Charles Ha est un biologiste spécialisé dans les plantes carnivores. Son travail est sa seule passion depuis que sa femme, Juliette, l'a quitté. Ses relations sentimentales ressemblent à un champ de ruines, il est tellement seul qu'il se prend d'affection pour une mouche qu'il prénomme Audrey, en hommage à Audrey Hepburn. Il voit une ressemblance entre les yeux globuleux de la bestiole et ceux de l'actrice. C'est dire son degré de solitude. Un soir, il accepte d'aller à un vernissage et y rencontre un étrange personnage, Aimé Varangéant, un homme à tête de serpent. Il l'engage comme assistant et partent tous les deux dans les Alpes à la recherche d'une plante carnivore, un drosera géant capable de bouffer la moitié d'un lézard. Dès lors, Varangéant n'aura de cesse de s'immiscer dans la vie privée de notre biologiste, le poussant à avouer le désir qu'il a encore pour Juliette.

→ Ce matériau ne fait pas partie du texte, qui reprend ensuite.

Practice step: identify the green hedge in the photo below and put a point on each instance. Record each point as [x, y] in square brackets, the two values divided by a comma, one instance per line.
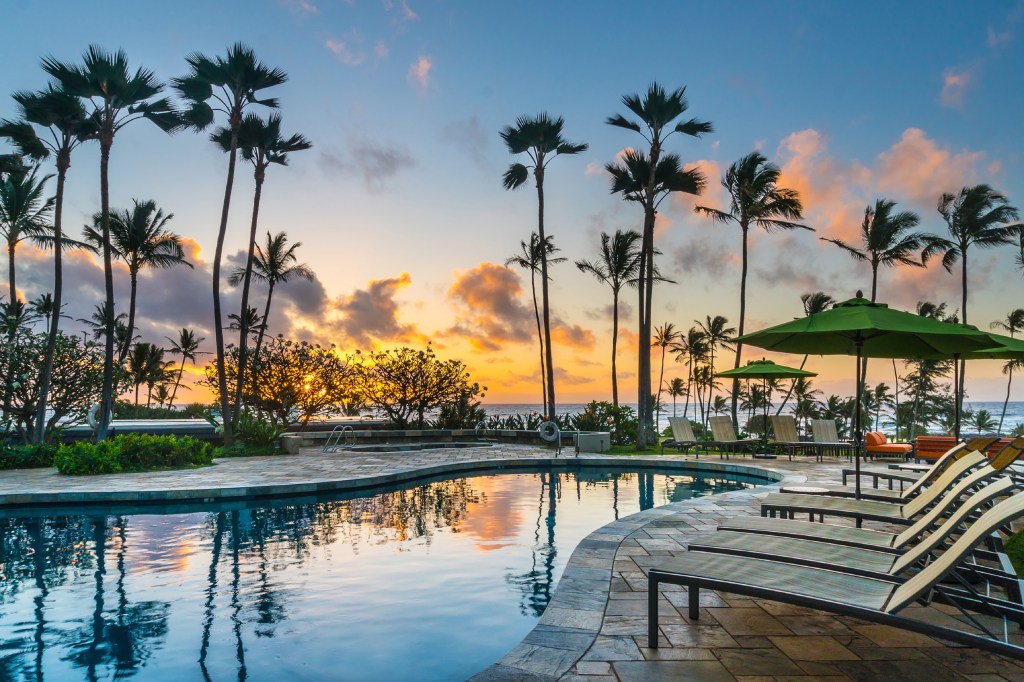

Un album qui plaira avant tout aux amateurs de curiosité

Déconcertant et insolite, ce sont les premiers mots qui viennent à l'esprit après avoir refermé cette bande dessinée. D'abord chronique contemporaine, tranche de vie banale, le récit se transforme en petit conte surréaliste et érotique. Il devient naturel de voir se balader au fil des pages le personnage d'Aimé Varangéant, un homme à tête de lézard. Ce personnage force Charles Ha, notre biologiste spécialiste des plantes carnivores, à se remémorer ses instants avec Juliette, n'hésitant pas à s'immiscer dans sa vie intime, à poser des questions indiscrètes et tendancieuses. Qui peut-il bien être ? Un simple voyeur qui jouit de la vie des autres ? L'inconscient de Charles Ha qui se matérialise ? Le désir envahissant de Juliette qui prend forme ? Impossible de savoir. Une chose est sûre chaque fois que l'ex-femme est évoquée de manière sexuelle Varangéant n'est pas loin. Même le père de Charles qui ose de douteuses remarques sur l'ex de son fils se transforme en énorme lézard.

La sexualité et le désir est au cœur de ce premier tome. Le titre en lui-même est évocateur, qu'est-ce que le drosera sinon la métaphore du sexe féminin ? L'on voit réapparaître alors le motif de la " vagina dentata ", le vagin denté, qui terrifie la gent masculine. Et que dire du nom de celui qui fait office d'exorciseur de vieux démons : Aimé Varangéant. Avec une légèreté tout à propos, le scénariste s'en donne à cœur joie dans les dialogues et montre la naïveté de Charles, seul homme du récit à ne pas être d'une lourdeur, d'un machisme, d'une vulgarité et d'un crétinisme absolus. Les autres sont d'une grossièreté sans bornes lorsqu'il s'agit d'évoquer les femmes ou les relations sexuelles, lui est plus gauche, plus timide. Ce manque de confiance en lui permet aux autres personnages masculins de le tourmenter sans cesse avec une histoire normalement digérée, sans qu'il parvienne à réagir efficacement. Du côté des filles, ce n'est guère mieux, elles font preuve d'une hardiesse et d'une nymphomanie peu communes. Le péché mignon de Charles était de mater Juliette aux toilettes et de la prendre en photo dans cet endroit, chacun son truc, mais tout se complique lorsqu'il se retrouve à son corps défendant en train de faire la même chose avec de jolies jeunes femmes à peine rencontrées. Tout le ramène à ce vieux démon des amours anciennes.

Vous l'aurez compris, les auteurs offrent un petit conte cruel et drôle teinté d'érotisme et le trait gentiment moqueur de Moynot se fait l'écho du récit de Cornette. Seul le lecteur qui voit les personnages, à commencer par Aimé Vanrangéant, sous leur vrai jour, est conscient que les auteurs ont décidé de faire vivre un enfer à Charles Ha, et cela va durer sur encore deux albums. On lui souhaite beaucoup de courage pour cette psychanalyse de choc. Il est certain que cette série n'est pas à mettre entre toutes les mains. Ceux qui ne lisent de la bande dessinée seulement comme un divertissement ne trouveront rien d'attrayant dans cette fable moderne. Il séduira d'avantage les amateurs de curiosités graphiques et scénaristiques.